A particle accelerator is revealing the people in 150-year-old photographs whose features had been lost to time, Science News reports.
For the first time, Madalena Kozachuk, a Ph.D. candidate at Canada’s Western University, and a team of scientists used an accelerator called a synchrotron to scan daguerreotypes, an ancestor of modern photography.
Invented by French painter and physicist Louis Daguerre, daguerreotypes were popular from around the 1840s to the 1860s. They were created by exposing an iodized silver-coated copper plate to a camera (the iodine helped make the plate's surface light-sensitive). Subjects had to sit in front of the camera for 20 to 30 minutes to set the portrait, down from the eight hours it took before Daguerre perfected his method. Photographers could then develop and fix the image with a combination of mercury and table salt.
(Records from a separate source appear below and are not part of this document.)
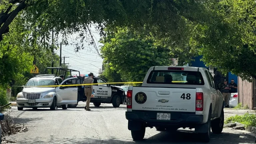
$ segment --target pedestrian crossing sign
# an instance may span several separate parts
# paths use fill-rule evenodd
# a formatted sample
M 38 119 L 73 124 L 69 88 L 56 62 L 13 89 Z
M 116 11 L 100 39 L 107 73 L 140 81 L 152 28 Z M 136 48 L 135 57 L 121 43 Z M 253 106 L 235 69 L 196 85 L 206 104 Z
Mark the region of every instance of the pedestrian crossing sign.
M 39 73 L 39 69 L 35 64 L 33 65 L 32 68 L 30 69 L 30 73 L 31 74 L 38 74 Z

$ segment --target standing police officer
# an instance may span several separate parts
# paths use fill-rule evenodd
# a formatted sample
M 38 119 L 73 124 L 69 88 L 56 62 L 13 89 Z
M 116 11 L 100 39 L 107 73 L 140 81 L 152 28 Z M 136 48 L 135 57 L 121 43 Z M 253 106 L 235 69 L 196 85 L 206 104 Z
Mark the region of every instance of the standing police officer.
M 88 77 L 84 79 L 83 84 L 89 84 L 93 83 L 93 74 L 92 73 L 90 73 L 88 74 Z M 84 108 L 84 109 L 86 110 L 91 110 L 89 108 L 90 107 L 90 101 L 91 100 L 91 97 L 92 94 L 93 93 L 93 89 L 92 87 L 92 85 L 86 85 L 84 86 L 84 92 L 85 95 L 87 97 L 86 100 L 86 105 Z

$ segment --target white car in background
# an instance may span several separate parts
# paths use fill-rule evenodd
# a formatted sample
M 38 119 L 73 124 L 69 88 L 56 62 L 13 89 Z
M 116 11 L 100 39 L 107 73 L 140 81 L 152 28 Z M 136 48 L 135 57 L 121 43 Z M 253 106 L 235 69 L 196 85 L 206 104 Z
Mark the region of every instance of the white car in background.
M 58 106 L 66 109 L 68 105 L 77 104 L 77 86 L 43 87 L 72 85 L 76 78 L 69 78 L 63 81 L 54 75 L 36 76 L 29 80 L 22 91 L 17 95 L 18 110 L 22 110 L 23 108 L 36 109 L 39 108 L 50 108 L 53 110 Z
M 231 93 L 230 97 L 230 100 L 229 102 L 229 107 L 234 108 L 238 104 L 238 93 Z

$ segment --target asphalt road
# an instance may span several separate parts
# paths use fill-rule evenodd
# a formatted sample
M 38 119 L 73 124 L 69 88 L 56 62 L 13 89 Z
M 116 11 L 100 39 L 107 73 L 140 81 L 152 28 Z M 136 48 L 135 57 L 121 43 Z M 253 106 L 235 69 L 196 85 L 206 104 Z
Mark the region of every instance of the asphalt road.
M 7 140 L 16 144 L 198 144 L 200 136 L 193 131 L 181 128 L 177 132 L 158 131 L 147 128 L 144 139 L 133 141 L 128 129 L 125 105 L 114 108 L 111 104 L 102 104 L 91 111 L 84 109 L 85 103 L 79 102 L 76 108 L 55 111 L 49 109 L 25 108 L 18 111 L 10 109 L 12 116 L 24 123 L 29 130 L 11 135 Z M 224 129 L 220 134 L 212 135 L 211 144 L 252 144 L 255 138 L 231 130 Z

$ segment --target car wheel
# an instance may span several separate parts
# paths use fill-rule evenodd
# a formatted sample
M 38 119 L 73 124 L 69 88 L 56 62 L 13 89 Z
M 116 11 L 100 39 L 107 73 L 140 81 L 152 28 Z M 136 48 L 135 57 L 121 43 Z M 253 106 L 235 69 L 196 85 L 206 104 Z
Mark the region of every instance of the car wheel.
M 119 107 L 121 104 L 121 97 L 118 95 L 115 95 L 112 99 L 112 105 L 114 107 Z
M 202 138 L 202 140 L 204 142 L 208 142 L 211 138 L 211 109 L 210 109 L 209 114 L 208 115 L 208 120 L 206 122 L 208 127 L 208 130 L 207 132 L 204 133 L 200 133 L 200 137 Z
M 218 134 L 222 132 L 224 125 L 224 111 L 223 108 L 221 110 L 220 117 L 213 120 L 211 123 L 212 131 L 213 133 Z
M 156 126 L 156 129 L 159 131 L 162 131 L 165 130 L 165 128 L 161 126 Z
M 101 103 L 93 103 L 93 105 L 96 107 L 99 107 L 101 104 Z
M 23 110 L 23 108 L 20 108 L 17 107 L 17 109 L 18 110 Z
M 133 140 L 141 140 L 144 138 L 145 135 L 146 127 L 142 126 L 140 130 L 131 130 L 132 137 Z
M 53 100 L 52 101 L 52 105 L 50 107 L 50 109 L 51 110 L 55 110 L 55 108 L 56 107 L 56 106 L 57 105 L 56 102 L 56 97 L 55 97 L 53 98 Z
M 68 108 L 68 104 L 62 105 L 61 107 L 63 109 L 67 109 Z

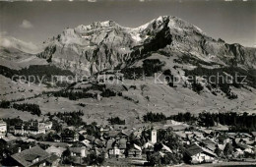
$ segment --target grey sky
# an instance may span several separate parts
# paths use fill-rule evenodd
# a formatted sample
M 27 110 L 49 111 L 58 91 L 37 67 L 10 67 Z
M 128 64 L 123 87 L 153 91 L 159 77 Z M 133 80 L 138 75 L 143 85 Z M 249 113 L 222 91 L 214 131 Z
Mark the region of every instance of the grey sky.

Because they’re made of metal, though, daguerreotypes are prone to tarnish. Scientists can sometimes recover historical daguerreotypes by analyzing samples taken from their surface, but such attempts are often both destructive and futile, Kozachuk wrote in a study published in Scientific Reports.
Kozachuk found that using a particle accelerator is a less invasive and more accurate method. While some scientists have used X-ray imaging machines to digitally scan other historical objects, such instruments are too large to scan daguerreotypes. Reading the subtle variations on a daguerreotype surface requires a micron-level beam that only a particle accelerator can currently produce. By tracing the pattern of mercury deposits in the tarnished plate, the researchers were able to reveal the obscured image and create a digital photo of what the daguerrotype looked like when it was first made.
“When the image became apparent, it was jaw-dropping,” Kozachuk told Science News. “I squealed when the first face popped up.”
Scanning one square centimeter of each 8-by-7 centimeter plate took about eight hours. The technique, though time-intensive, may allow museums and collectors to restore old daguerreotypes with minimal damage.
“The ability to recover lost images will enable museums to expand their understanding of daguerreotype collections, as severely degraded plates would not otherwise have been able to be studied or viewed by interested scholars,” Kozachuk wrote.